In the following example, we have a flowgraph to output the result of the "Math:Add" to the HUD.
Input | Description |
---|---|
Float "A" | The first number being added to |
Float "B" | The second number to add the first |
Output | Description |
Float "out" | Outputs the result |
Used to convert the input angle to a unit vector direction.
Inputs
Port | Type | Description |
---|---|---|
Angles | Vec3 | Input angle |
Outputs
Port | Type | Description |
---|---|---|
Dir | Vec3 | Direction unit vector |
Roll | Float | Roll output |
Used to calculate the inverse cosine of the input.
Inputs
Port | Type | Description |
---|---|---|
In | Float | Input angle |
Outputs
Port | Type | Description |
---|---|---|
Out | Float | Output angle |
Used to calculate the inverse sine of the input.
Inputs
Port | Type | Description |
---|---|---|
In | Float | Input angle |
Outputs
Port | Type | Description |
---|---|---|
Out | Float | Inverse sine (Arcsinus) of the input |
Used to calculate the inverse tangent of the input.
Inputs
Port | Type | Description |
---|---|---|
In | Float | Input angle |
Outputs
Port | Type | Description |
---|---|---|
Out | Float | Inverse tangent (ArcTangens) of the input |
Generates continuous 3D noise, smoothly interpolating between a series of randomized 3D coordinates (Vec3 or X,Y,Z values). Output values are randomized based on a Vec3 seed value input and output as a Vec3 value.

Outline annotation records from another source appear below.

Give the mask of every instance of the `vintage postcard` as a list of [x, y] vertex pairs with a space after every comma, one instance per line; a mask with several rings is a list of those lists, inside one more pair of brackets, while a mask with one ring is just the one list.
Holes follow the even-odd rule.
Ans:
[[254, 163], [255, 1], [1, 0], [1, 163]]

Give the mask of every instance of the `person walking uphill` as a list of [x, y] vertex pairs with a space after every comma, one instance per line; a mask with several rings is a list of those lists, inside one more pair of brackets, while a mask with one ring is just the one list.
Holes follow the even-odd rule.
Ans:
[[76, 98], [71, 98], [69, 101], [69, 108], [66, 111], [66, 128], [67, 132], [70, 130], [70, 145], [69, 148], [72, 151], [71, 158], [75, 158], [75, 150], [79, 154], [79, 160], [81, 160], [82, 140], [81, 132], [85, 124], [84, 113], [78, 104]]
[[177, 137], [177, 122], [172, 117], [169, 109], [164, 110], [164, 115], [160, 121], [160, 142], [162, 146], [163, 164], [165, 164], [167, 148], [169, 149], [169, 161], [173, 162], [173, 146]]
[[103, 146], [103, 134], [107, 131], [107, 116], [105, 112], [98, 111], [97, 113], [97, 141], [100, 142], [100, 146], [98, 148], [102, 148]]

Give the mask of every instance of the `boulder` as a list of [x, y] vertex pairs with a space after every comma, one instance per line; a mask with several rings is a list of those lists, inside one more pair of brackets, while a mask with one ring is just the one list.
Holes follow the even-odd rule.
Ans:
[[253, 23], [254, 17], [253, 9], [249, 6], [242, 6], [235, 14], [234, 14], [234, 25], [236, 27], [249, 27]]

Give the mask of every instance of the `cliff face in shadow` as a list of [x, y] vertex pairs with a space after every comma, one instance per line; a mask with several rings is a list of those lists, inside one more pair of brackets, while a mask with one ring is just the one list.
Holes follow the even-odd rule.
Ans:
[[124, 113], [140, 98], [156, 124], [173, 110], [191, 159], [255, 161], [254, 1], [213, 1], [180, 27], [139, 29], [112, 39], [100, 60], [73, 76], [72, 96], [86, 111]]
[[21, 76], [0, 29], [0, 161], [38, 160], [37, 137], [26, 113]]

As seen in the reference image below, Math:Auto3DNoise defines where exactly (on X, Y and Z axes) the floating points should be generated and how high/low the curve values should be. These values are based on the Frequency and Amplitude values respectively.
3D Noise Reference Image
Input | Type | Description |
---|---|---|
Active | Boolean | If true, the node will output values constantly at specific intervals. |
Seed | Vec3 | A Vec3 seed value from which randomization will occur, allowing each axis to be set independently. |
Time | Float | Specifies the time interval at which noise must be sampled. This is also the initial sample time if the Active port is FALSE. |
Frequency | Vec3 | Scale factor for input value; defines how often the randomized floating point values will be generated. A lower Frequency would narrow down the range of the value from which the next randomized value can be generated, while a higher Frequency would expand that range. |
Amplitude | Vec3 | Scale factor for noise values; defines how high/low the randomized floating point values will be. A lower Amplitude would narrow down the range of the value from which the next randomized value is generated, while a higher Amplitude would expand that range. |
Output Interval | Float | How often the value outputs if active (in seconds). |
Rest Internal Time On Deactivate | Boolean | If the node is deactivated (by the Active port), internal time resets to 0.0f. |
Output | Type | Description |
Value | Vec3 | Randomized Vec3 values. |
Current Time | Float | Floating point time value. |
Generates continuous noise as floating point values, smoothly interpolating between a series of randomized floating point values based on a seed value input.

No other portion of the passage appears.